Laura Small: My name is Laura Small, and I run the energy and climate policy program at the Environmental and Energy Study Institute (EESI). I’m originally from Palo Alto, California, home to Stanford University and part of Silicon Valley. Growing up in the Bay Area, I had access to fantastic backpacking, rafting and climbing areas, and my outdoor experiences cultivated a lifelong love and respect for the environment in me. I’ve been honored to work on energy and climate policy at EESI for the last three years.
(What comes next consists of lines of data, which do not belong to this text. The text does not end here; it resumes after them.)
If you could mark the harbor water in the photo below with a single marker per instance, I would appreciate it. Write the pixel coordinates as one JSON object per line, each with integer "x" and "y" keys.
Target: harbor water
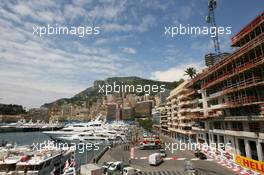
{"x": 29, "y": 138}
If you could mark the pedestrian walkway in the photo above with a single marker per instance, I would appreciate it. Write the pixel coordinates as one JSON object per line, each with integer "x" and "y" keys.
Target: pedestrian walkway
{"x": 174, "y": 172}
{"x": 179, "y": 172}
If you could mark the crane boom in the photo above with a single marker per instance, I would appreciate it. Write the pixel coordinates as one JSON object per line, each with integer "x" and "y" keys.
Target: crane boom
{"x": 211, "y": 19}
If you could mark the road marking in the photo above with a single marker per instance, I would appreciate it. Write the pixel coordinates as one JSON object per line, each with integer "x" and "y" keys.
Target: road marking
{"x": 181, "y": 158}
EESI OVERVIEW GN: Are you an educational institution, social enterprise, non-profit or private company? Describe your company (structure, brief history, board or advisers) Laura: EESI is a nonprofit working to create an environmentally sustainable future. While we have a broad, national audience, we focus on providing Congress and the policymaker community with unbiased information on energy and environmental issues. EESI does not lobby, and is not partisan – instead we try to educate. EESI was founded over 30 years ago by a bipartisan Congressional Caucus, which saw a need for an independent organization to educate Congress on key energy and environmental issues. Currently, we have a staff of 11, including a team of seven policy staffers. Our offices are located in Washington, DC.
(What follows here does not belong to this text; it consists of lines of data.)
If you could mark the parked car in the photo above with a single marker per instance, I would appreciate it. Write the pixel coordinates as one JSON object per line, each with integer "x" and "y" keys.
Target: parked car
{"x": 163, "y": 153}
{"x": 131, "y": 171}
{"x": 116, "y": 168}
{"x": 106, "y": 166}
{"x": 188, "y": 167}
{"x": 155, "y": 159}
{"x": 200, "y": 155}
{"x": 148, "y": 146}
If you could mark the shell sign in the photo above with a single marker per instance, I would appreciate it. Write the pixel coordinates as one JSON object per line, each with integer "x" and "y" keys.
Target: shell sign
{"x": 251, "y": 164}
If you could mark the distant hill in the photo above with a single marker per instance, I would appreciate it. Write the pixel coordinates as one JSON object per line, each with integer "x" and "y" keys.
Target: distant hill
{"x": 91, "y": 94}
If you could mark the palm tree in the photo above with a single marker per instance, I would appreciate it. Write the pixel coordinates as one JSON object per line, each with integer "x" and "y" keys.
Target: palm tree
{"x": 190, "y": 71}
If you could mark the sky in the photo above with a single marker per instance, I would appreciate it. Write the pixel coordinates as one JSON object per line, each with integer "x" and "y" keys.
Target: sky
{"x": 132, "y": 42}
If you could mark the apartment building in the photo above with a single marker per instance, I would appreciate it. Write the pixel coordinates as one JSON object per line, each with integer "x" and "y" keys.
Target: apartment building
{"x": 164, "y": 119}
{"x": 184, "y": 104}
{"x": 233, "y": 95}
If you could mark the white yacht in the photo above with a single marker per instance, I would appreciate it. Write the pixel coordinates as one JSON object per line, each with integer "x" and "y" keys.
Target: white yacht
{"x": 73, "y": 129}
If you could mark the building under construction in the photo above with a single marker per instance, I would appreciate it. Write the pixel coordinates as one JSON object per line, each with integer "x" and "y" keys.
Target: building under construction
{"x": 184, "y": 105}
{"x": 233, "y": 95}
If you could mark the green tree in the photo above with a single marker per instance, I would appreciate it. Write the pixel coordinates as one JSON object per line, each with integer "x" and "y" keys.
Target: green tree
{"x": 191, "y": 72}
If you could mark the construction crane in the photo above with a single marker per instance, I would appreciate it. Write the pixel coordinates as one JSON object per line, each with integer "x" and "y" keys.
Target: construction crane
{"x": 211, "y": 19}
EESI on CLEAN ENERGY GN: What is clean energy as defined by your organization? Laura: EESI defines clean energy as solar, wind, hydropower and other water power generation technologies, hydrogen fuel cells, biofuels and biomass, geothermal, as well as energy efficiency. Clean energy is important because our wellbeing depends on it. Burning fossil fuels releases carbon and methane in the atmosphere, which traps more heat, causing climate change. Climate change is already having devastating impacts throughout the world by increasing extreme weather (particularly droughts, forest fires, and powerful storms), and causing sea level rise and ocean acidification. Developing countries are most at risk from the adverse impacts of climate change, although we are seeing many impacts in the United States already. Fossil fuels also emit ozone (which forms smog), mercury, benzene, and other air toxics. These pollutants contribute to asthma, lung cancer, and other negative health impacts. Clean energy, meanwhile, releases minimal or zero emissions. Clean energy is locally produced, creating domestic jobs that can’t be outsourced as well as improving our national energy security. Moreover, bioenergy (renewable energy derived from organic wastes, purpose-grown crops, and algae) can replace fossil fuels to produce electricity, liquid fuels, heat and chemicals such as plastics. Finally, clean energy—with the exception of bioenergy—does not require the purchase of fuel or feedstock, protecting us from fuel price hikes. For example, during the 2014 “polar vortex” cold snap in the Northeast United States, natural gas and propane prices skyrocketed, while renewable prices remained constant.